4/1 + 5/1 which is 9.

Answer 6

Ans: 9

As x -> - inf,

The denominator will look like x, since -6 and +6 is insignificant in comparison to negative infinity.

So, the expression will become:

(4x/x) + (5x/x) = 4+5 = 9

Answer 7

first element is to remember general shrink regulations do not persist with to purposes coping with infinity.
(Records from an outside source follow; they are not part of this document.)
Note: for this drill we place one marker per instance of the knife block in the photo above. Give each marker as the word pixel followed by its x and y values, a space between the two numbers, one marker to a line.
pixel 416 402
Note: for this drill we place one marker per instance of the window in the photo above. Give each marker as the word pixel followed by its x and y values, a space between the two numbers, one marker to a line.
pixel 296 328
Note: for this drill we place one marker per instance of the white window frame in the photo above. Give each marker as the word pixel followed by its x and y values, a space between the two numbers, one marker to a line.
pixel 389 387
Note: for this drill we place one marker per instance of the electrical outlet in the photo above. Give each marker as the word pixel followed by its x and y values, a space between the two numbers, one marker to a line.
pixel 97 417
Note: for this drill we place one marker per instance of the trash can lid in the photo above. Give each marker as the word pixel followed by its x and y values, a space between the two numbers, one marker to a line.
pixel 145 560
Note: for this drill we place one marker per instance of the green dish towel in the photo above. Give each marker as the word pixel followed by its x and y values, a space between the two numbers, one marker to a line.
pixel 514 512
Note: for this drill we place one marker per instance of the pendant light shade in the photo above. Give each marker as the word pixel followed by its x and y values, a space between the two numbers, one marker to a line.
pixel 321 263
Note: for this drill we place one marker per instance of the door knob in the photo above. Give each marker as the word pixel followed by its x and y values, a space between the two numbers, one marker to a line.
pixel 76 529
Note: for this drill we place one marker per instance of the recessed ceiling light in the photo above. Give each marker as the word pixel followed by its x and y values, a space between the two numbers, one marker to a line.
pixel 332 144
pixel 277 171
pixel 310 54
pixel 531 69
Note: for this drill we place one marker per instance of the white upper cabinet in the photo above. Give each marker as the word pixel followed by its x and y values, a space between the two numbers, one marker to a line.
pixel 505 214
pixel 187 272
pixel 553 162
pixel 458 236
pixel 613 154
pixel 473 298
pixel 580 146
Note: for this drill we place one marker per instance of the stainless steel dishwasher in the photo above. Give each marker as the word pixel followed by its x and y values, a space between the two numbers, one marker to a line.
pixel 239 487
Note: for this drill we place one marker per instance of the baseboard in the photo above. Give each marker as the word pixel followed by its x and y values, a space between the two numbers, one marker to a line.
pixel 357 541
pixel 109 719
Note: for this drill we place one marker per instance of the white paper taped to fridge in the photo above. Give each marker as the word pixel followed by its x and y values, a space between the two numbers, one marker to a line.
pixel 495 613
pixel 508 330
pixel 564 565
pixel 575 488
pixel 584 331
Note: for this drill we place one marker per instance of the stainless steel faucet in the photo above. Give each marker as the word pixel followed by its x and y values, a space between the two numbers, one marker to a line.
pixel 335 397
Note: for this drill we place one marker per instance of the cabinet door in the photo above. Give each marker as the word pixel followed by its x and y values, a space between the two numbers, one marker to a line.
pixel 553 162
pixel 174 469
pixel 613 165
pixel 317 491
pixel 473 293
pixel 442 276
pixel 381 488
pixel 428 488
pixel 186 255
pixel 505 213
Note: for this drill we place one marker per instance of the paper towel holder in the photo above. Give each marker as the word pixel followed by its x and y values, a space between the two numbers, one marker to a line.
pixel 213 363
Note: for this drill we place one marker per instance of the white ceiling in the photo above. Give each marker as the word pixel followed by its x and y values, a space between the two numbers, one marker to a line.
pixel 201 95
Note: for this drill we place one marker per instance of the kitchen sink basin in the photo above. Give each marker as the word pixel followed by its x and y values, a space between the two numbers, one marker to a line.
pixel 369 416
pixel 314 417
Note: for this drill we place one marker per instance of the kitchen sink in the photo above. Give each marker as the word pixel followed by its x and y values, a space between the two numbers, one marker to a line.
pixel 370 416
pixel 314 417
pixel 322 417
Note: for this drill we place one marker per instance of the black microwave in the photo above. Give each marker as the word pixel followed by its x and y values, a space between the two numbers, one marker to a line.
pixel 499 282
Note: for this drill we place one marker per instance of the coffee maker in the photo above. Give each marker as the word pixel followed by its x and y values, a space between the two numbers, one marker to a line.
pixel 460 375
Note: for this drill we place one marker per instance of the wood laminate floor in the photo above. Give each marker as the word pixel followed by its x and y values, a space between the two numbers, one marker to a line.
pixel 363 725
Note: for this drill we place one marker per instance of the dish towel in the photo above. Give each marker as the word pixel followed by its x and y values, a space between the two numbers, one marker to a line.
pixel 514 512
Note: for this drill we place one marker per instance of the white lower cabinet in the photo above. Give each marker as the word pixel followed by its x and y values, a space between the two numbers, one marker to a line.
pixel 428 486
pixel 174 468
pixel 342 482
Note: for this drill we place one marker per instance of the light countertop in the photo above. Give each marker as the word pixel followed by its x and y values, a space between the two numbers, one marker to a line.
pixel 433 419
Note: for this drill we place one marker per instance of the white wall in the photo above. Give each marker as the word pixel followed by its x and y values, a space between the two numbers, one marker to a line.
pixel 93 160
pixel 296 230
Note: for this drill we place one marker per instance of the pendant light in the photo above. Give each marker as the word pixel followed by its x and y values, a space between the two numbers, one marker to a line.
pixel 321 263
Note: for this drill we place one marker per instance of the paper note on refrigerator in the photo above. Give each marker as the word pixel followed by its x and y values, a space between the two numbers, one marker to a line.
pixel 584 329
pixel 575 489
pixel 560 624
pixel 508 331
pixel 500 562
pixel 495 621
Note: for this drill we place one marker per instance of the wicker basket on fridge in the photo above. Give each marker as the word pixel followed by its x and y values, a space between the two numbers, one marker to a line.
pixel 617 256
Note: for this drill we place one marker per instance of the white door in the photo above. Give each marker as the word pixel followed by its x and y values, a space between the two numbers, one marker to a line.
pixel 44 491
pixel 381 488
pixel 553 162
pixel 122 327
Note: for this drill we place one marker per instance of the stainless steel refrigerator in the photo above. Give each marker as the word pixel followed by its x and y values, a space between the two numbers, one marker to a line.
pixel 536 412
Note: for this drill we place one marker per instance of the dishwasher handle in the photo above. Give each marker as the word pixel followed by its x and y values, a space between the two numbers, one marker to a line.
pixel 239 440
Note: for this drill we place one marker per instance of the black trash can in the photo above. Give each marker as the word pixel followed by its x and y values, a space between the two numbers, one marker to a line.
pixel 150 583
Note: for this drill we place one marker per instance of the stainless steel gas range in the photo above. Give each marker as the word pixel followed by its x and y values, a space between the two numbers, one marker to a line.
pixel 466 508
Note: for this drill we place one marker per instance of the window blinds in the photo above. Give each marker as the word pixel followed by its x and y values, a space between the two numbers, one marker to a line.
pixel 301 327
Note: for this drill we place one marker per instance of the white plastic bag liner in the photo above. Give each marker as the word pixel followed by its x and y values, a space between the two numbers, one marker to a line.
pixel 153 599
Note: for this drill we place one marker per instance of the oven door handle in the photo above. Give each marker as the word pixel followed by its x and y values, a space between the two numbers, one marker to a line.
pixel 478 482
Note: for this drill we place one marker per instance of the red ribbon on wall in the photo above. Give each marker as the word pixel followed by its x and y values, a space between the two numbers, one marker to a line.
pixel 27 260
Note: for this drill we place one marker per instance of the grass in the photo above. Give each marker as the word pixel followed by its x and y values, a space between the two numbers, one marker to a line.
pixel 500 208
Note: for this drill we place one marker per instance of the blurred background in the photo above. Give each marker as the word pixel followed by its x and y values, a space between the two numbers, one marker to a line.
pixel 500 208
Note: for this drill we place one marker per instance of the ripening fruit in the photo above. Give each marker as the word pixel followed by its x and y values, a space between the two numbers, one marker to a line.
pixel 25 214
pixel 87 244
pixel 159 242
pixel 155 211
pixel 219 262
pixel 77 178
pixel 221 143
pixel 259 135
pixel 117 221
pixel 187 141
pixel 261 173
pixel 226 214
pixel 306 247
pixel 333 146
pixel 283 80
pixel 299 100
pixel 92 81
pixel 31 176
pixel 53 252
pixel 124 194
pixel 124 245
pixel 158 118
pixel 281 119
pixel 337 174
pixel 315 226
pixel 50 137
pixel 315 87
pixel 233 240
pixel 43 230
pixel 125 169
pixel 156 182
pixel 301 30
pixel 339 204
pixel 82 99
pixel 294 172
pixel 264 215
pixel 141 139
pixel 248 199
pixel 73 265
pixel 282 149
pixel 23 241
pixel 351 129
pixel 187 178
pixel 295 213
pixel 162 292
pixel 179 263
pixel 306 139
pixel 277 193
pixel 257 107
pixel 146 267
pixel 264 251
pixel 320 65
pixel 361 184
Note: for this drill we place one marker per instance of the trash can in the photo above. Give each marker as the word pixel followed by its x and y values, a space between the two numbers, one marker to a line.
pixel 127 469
So what to do then? you desire examine out the function and discover the optimal ability of x. (x^2) Then divide the finished function by potential of the optimal ability So we could get: (a million/x) -------------------- (sixteen/x^2) + a million ok now we are able to cancel out (a million/x) and (sixteen/x^2) with the aid of fact if we plug in an somewhat super destructive extensive variety (ex. -a million billion) for x for (a million/x) we could get -.000000001 which rounds to 0 and we could get an identical answer for (sixteen/x^2). so as that leaves us with: 0/0+a million = 0 which potential as x gets infinitely greater advantageous in a destructive course f(x) gets infinitely closer and closer to 0. the version between this and the previous strategies is the quantity of artwork you are able to teach. some instructors will require you to teach not basically the best judgment however the algebra to boot. examine at the same time with your instructor and notice with technique his or she will settle for. i did not placed the algebra on one among my try to the instructor docked me 2 or 3 factors for the concern.